The answer, for many observers, is: more than most are willing to admit.
The Galamsey Problem Starts at Home:
Few issues illustrate this more starkly than galamsey. Illegal small-scale gold mining has devastated water bodies, destroyed farmland, and eaten into cocoa production — Ghana’s primary foreign exchange earner. And yet it persists, in large part because locals enable it. Farmers invite miners onto their land. Community members guide operators to sites. Officials look the other way in exchange for bribes. Foreign actors — frequently Chinese-linked operators — could not operate at the scale they do without local collaboration. The machinery may be imported, but the access is homegrown.
Economic desperation explains some of it. With cocoa producer prices recently slashed to GH¢2,587 per bag amid months of unpaid arrears, the calculus for some farmers has shifted. A lump-sum mining deal, however harmful long-term, offers immediate relief that cocoa farming no longer does. But economic pressure, while real, does not fully explain the choices being made — or the silence that allows them to continue.
A Short-Term Mindset with Long-Term Consequences
The galamsey problem is one symptom of a broader pattern: the consistent prioritization of immediate gain over sustainable value. Ghana imports what it could manufacture, consumes what it could invest, and too often rewards extraction over production.
Critics point to a consumption-heavy national culture — one that celebrates quick wealth while undervaluing the slower work of building industries, institutions, or lasting businesses. Youth entrepreneurship exists and, in places, thrives.

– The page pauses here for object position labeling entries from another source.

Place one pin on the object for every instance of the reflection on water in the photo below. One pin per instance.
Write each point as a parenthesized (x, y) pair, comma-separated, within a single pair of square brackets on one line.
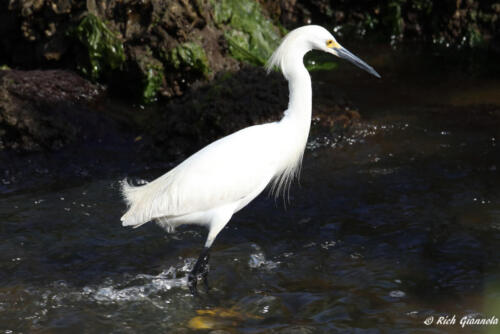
[(396, 223)]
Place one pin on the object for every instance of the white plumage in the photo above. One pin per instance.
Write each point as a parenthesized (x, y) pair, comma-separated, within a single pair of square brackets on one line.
[(222, 178)]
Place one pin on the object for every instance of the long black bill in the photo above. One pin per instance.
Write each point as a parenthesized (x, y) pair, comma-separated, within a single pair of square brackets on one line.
[(343, 53)]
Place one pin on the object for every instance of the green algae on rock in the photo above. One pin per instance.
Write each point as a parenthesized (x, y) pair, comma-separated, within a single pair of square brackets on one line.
[(189, 55), (251, 36), (105, 49)]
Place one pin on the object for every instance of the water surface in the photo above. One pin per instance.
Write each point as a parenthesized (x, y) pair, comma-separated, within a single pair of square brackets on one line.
[(396, 222)]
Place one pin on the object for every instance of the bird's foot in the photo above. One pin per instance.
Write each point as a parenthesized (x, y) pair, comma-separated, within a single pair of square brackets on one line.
[(201, 268)]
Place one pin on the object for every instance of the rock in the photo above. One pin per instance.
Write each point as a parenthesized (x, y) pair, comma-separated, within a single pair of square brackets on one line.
[(36, 109)]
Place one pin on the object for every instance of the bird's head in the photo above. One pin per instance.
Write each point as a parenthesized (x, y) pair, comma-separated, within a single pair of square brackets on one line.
[(306, 38)]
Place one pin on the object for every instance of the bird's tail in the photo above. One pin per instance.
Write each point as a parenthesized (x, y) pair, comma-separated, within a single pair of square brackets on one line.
[(132, 196)]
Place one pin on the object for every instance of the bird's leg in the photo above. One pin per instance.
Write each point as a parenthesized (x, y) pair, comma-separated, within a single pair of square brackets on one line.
[(201, 267)]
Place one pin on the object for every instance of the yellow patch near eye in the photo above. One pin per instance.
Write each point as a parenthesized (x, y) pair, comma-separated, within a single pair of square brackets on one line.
[(332, 44)]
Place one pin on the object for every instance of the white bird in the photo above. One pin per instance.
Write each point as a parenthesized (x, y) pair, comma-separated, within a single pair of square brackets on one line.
[(222, 178)]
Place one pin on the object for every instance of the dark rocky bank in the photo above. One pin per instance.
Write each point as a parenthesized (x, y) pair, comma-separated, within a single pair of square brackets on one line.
[(190, 54)]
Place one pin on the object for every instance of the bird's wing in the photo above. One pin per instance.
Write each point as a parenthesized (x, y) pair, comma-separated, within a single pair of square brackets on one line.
[(223, 172)]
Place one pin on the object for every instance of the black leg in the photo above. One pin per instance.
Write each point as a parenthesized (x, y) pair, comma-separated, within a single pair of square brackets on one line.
[(201, 267)]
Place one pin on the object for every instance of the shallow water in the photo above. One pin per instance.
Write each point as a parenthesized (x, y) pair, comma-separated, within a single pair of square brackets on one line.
[(395, 223)]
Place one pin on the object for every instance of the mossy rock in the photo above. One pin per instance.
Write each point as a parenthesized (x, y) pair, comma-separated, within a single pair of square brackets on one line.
[(251, 36), (105, 49), (189, 55), (151, 72)]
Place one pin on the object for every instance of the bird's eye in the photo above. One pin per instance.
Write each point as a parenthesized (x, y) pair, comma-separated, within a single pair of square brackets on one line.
[(331, 43)]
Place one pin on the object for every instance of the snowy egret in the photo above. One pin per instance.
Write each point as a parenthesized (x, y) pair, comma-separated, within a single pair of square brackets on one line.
[(211, 185)]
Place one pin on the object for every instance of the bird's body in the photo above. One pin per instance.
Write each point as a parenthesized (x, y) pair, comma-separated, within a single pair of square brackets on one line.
[(222, 178)]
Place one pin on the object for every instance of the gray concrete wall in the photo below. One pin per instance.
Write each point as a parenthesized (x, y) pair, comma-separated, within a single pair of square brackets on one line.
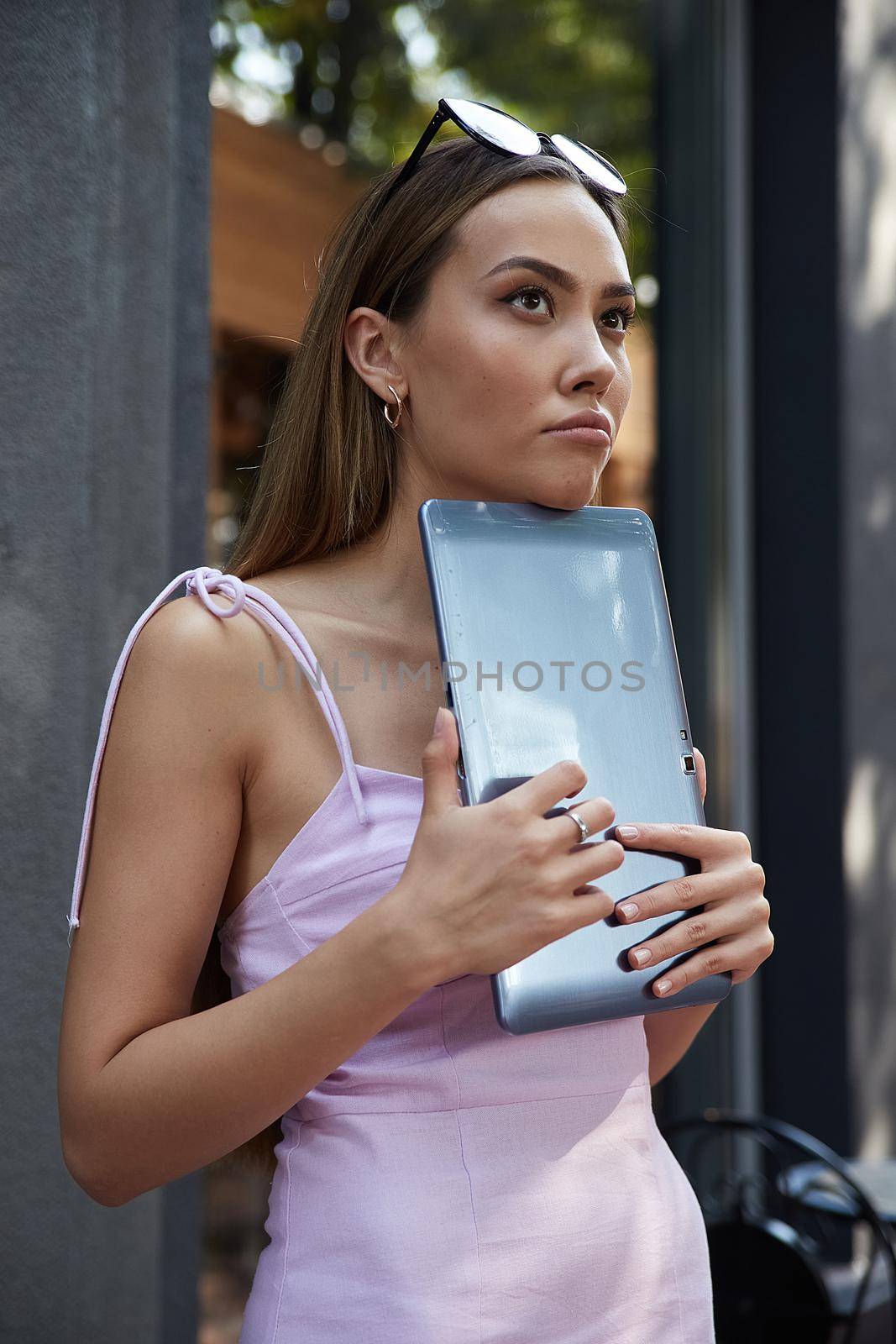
[(868, 499), (103, 385)]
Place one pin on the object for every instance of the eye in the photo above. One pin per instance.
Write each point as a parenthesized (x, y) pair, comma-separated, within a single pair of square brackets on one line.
[(532, 292), (625, 315)]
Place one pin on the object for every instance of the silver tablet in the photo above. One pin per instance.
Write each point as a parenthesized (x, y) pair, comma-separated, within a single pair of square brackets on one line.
[(557, 644)]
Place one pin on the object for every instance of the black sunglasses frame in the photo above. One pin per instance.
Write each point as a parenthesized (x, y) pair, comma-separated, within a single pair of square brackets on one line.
[(446, 113)]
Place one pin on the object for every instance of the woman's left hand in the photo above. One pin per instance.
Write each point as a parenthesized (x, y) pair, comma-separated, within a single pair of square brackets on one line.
[(728, 887)]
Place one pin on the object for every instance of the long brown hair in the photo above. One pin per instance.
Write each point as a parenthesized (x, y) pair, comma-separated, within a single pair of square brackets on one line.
[(329, 465)]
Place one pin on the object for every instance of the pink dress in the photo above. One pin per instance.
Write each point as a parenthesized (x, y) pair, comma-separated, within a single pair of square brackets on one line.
[(449, 1183)]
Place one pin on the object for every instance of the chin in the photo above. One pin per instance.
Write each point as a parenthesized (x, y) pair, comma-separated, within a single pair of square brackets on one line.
[(564, 496)]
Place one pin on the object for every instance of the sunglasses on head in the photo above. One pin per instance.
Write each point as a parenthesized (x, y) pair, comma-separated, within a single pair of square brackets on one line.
[(506, 134)]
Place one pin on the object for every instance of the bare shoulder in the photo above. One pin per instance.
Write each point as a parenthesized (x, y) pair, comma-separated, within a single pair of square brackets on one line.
[(184, 649)]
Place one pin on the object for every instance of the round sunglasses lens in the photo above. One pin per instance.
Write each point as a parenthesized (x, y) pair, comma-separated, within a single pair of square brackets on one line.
[(591, 163), (496, 127)]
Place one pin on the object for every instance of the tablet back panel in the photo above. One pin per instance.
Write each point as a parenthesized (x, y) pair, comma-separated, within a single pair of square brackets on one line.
[(557, 643)]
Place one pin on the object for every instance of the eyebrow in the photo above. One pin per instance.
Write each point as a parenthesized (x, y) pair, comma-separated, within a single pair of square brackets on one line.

But it operates against a difficult backdrop: an unstable macroeconomic environment, procurement systems that favor political cronies, and a private sector that struggles to compete on a tilted playing field.
The Pull-Down Effect
There is also an interpersonal dimension to this that Ghanaians themselves frequently raise. Envy of success, resistance to collective action, and the erosion of merit in favor of family obligation or tribal loyalty — these are not abstract forces. They play out in small businesses, local governance, and community decisions every day.

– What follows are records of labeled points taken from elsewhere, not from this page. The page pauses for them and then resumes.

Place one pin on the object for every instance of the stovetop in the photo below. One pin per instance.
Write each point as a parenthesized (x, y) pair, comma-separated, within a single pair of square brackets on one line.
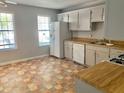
[(119, 59)]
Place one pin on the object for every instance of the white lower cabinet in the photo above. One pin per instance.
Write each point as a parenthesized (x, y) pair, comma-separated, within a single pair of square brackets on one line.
[(78, 53), (90, 57), (68, 49)]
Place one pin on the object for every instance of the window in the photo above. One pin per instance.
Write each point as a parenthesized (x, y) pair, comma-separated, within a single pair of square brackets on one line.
[(44, 30), (7, 40)]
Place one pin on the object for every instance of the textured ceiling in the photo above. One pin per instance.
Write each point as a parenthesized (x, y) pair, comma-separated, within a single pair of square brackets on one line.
[(54, 4)]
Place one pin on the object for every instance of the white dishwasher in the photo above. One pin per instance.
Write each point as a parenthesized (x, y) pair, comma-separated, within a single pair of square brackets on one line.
[(78, 53)]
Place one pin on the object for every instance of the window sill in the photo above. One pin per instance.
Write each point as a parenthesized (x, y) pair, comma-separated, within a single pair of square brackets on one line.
[(8, 49), (44, 45)]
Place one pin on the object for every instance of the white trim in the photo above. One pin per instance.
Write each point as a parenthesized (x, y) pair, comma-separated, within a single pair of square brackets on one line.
[(21, 60)]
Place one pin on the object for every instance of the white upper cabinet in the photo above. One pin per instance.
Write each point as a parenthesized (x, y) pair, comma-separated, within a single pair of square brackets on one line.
[(60, 17), (63, 17), (84, 20), (73, 21), (98, 13)]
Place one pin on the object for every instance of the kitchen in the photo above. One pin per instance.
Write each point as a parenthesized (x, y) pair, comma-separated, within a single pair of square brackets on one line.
[(62, 46), (90, 44)]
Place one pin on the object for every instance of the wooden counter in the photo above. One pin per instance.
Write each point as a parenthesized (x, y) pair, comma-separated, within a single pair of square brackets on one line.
[(105, 76)]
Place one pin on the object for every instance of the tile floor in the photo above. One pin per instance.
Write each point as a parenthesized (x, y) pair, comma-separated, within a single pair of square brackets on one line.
[(42, 75)]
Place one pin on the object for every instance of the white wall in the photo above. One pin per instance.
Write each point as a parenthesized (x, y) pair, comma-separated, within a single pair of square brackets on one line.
[(99, 31), (26, 32), (115, 19)]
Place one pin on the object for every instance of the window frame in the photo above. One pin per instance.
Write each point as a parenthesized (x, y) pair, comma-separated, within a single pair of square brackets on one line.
[(42, 45), (14, 32)]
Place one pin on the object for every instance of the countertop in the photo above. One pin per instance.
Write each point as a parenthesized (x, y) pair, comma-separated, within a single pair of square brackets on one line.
[(108, 77)]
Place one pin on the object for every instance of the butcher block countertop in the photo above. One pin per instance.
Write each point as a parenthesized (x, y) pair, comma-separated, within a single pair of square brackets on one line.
[(87, 41), (106, 76)]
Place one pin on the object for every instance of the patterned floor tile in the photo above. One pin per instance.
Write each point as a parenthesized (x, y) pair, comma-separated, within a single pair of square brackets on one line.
[(41, 75)]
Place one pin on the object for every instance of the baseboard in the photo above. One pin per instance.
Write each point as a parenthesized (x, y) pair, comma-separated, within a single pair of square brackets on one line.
[(21, 60)]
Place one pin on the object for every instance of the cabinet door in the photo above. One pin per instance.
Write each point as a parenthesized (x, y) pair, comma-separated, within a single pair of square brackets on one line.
[(115, 53), (98, 14), (102, 55), (78, 53), (73, 21), (90, 57), (84, 20)]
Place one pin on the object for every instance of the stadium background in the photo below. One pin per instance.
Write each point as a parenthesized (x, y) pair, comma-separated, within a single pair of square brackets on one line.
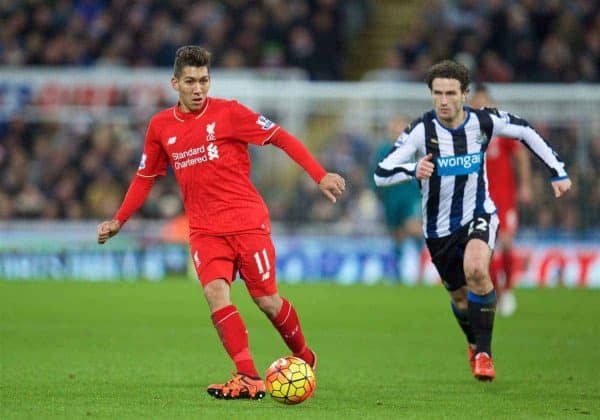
[(79, 80)]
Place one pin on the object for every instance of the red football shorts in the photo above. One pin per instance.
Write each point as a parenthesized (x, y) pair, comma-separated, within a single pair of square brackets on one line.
[(222, 257), (509, 220)]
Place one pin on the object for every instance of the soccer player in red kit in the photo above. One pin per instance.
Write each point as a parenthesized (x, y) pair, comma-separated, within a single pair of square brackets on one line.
[(503, 155), (205, 140)]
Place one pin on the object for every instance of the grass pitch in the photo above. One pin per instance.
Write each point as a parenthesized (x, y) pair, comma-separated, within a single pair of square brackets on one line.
[(147, 350)]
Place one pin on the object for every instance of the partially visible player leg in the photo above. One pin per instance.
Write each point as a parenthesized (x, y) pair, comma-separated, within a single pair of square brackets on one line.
[(286, 322), (447, 256), (460, 310), (214, 262), (507, 304), (482, 305), (259, 273), (246, 383)]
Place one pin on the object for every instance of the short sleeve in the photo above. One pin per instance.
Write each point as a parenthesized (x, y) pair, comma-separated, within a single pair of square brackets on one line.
[(249, 126), (154, 160)]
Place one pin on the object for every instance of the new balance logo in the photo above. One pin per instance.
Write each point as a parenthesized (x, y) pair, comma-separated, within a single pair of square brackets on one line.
[(210, 131), (264, 271), (213, 151)]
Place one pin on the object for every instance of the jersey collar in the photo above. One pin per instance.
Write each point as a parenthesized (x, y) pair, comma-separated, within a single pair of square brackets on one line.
[(184, 116)]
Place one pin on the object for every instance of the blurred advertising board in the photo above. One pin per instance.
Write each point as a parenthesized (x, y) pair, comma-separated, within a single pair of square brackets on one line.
[(62, 251)]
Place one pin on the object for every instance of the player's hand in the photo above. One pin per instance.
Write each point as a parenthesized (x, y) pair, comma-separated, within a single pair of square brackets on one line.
[(332, 185), (425, 167), (107, 230), (561, 186)]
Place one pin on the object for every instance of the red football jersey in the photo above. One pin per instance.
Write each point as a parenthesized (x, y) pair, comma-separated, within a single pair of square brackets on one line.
[(208, 151), (501, 171)]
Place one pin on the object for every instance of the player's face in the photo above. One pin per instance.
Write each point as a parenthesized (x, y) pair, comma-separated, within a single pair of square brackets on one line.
[(479, 100), (192, 86), (448, 101)]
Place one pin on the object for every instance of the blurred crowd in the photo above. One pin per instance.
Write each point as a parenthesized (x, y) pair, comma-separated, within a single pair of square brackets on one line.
[(54, 171), (505, 40), (309, 34)]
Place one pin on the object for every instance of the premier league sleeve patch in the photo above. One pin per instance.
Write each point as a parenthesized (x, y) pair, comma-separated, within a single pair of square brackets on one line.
[(265, 123)]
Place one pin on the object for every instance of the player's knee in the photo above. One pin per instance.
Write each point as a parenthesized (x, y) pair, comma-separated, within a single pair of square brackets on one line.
[(476, 273), (217, 294)]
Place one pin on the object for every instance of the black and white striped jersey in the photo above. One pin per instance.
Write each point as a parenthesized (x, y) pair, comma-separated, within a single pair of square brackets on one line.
[(457, 191)]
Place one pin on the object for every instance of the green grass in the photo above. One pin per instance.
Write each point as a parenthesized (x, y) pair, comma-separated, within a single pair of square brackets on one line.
[(147, 350)]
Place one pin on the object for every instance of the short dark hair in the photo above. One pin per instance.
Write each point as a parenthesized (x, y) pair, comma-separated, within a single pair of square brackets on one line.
[(449, 69), (480, 87), (190, 55)]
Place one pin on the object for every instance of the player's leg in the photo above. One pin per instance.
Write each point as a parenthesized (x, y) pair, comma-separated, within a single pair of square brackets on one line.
[(214, 262), (447, 256), (481, 296), (259, 273), (460, 310)]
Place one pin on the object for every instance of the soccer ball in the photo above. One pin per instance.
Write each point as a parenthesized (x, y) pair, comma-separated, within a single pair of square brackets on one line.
[(290, 380)]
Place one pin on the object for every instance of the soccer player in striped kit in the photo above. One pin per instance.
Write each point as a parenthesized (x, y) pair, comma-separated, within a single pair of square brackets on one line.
[(503, 156), (205, 140), (459, 217)]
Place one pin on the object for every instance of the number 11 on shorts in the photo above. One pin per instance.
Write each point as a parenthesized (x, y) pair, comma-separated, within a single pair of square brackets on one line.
[(265, 273)]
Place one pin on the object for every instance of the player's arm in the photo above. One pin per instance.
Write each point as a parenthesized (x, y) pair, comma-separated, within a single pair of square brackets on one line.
[(396, 168), (154, 162), (330, 184), (509, 125)]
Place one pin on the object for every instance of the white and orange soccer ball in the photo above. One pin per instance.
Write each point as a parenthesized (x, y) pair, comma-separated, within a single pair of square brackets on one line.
[(290, 380)]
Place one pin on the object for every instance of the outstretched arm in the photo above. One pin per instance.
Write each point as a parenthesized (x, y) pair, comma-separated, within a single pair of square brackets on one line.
[(524, 172), (509, 125), (330, 184)]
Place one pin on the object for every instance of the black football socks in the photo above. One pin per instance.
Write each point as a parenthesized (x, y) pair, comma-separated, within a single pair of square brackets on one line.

The Stubborn Ghanaian: Time For A Tough, No-Nonsense Leader
Political tribalism compounds it. When NDC and NPP allegiances shape how citizens respond to national crises — defending their party’s failures, dismissing the other’s legitimate grievances — accountability becomes impossible to sustain. Protests fizzle. Reforms stall. And those who profit from the dysfunction count on exactly that.

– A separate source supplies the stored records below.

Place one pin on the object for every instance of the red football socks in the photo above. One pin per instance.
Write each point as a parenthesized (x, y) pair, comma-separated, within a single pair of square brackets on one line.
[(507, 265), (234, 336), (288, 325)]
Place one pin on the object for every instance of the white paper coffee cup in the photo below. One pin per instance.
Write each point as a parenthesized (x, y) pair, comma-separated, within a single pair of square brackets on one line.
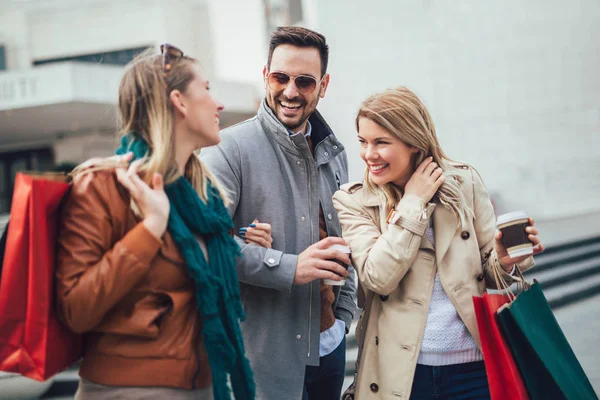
[(343, 249), (514, 237)]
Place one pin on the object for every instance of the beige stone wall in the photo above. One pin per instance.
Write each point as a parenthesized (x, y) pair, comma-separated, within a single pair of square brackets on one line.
[(78, 148)]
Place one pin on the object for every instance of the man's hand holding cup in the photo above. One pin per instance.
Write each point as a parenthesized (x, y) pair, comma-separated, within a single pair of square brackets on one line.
[(327, 259)]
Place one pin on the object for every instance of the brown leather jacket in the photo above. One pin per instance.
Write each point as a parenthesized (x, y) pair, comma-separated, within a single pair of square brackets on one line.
[(127, 291)]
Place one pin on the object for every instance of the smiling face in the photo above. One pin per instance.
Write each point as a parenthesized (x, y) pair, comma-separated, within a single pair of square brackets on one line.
[(388, 159), (291, 106), (199, 110)]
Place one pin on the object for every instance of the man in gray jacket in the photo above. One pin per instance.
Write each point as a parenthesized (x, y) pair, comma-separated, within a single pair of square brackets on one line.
[(281, 169)]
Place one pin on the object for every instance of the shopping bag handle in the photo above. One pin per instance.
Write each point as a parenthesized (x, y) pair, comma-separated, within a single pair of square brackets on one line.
[(501, 283)]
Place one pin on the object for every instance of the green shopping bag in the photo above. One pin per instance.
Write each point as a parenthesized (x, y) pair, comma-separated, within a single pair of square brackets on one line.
[(543, 355)]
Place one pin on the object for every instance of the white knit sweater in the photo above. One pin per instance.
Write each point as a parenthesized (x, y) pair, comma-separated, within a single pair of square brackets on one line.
[(446, 339)]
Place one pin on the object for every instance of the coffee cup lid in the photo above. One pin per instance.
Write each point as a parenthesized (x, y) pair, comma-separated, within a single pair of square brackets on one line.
[(504, 218), (340, 247)]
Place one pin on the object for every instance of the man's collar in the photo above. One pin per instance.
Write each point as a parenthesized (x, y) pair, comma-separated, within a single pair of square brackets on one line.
[(308, 130)]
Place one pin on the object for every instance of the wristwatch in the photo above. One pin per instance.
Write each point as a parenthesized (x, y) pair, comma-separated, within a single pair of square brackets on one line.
[(393, 216)]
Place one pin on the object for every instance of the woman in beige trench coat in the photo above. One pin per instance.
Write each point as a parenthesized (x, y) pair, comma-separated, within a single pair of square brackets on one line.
[(422, 233)]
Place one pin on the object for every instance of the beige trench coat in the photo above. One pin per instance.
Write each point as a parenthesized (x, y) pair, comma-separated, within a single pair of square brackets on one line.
[(398, 265)]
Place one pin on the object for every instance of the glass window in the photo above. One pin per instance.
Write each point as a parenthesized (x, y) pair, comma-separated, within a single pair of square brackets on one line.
[(119, 57), (282, 13), (2, 59)]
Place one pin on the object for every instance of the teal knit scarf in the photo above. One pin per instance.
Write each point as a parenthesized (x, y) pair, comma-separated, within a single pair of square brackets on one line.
[(216, 282)]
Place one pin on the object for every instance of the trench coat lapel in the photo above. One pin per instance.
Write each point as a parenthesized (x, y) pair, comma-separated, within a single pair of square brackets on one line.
[(444, 229)]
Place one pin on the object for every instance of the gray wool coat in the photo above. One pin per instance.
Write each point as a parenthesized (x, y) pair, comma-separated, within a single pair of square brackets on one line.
[(273, 176)]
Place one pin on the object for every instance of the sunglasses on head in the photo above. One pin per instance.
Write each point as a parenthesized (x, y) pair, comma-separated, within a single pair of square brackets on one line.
[(170, 53), (305, 84)]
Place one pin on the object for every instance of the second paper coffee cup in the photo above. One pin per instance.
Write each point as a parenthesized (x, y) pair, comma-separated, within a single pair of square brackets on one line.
[(515, 238), (343, 249)]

Accountability Has to Go Both Ways
None of this absolves Ghana’s political class. Policy failures, weak enforcement against galamsey, corruption at the highest levels, and chronic economic mismanagement have created the conditions in which bad individual choices become rational ones. Leaders bear enormous responsibility for the structures they have built — or failed to build.
But framing Ghanaians purely as victims of their politicians lets something important off the hook. When individuals choose illegal mining over farming, enable smuggling networks, or trade national interest for partisan loyalty, those decisions scale. They aggregate into the national crisis that everyone then blames on someone else.
Many Ghanaians resist this narrative — and rightly push back when it tips into cynicism or self-flagellation. Activists, sustainable farmers, entrepreneurs, and reformers are doing real work against real odds. They exist, and they matter.
But so do the other choices. Progress, if it comes, will require both: better leadership from the top and greater collective honesty from below about the role everyday decisions play in holding Ghana back.
The question worth sitting with is not just who is to blame — but what each person is willing to change.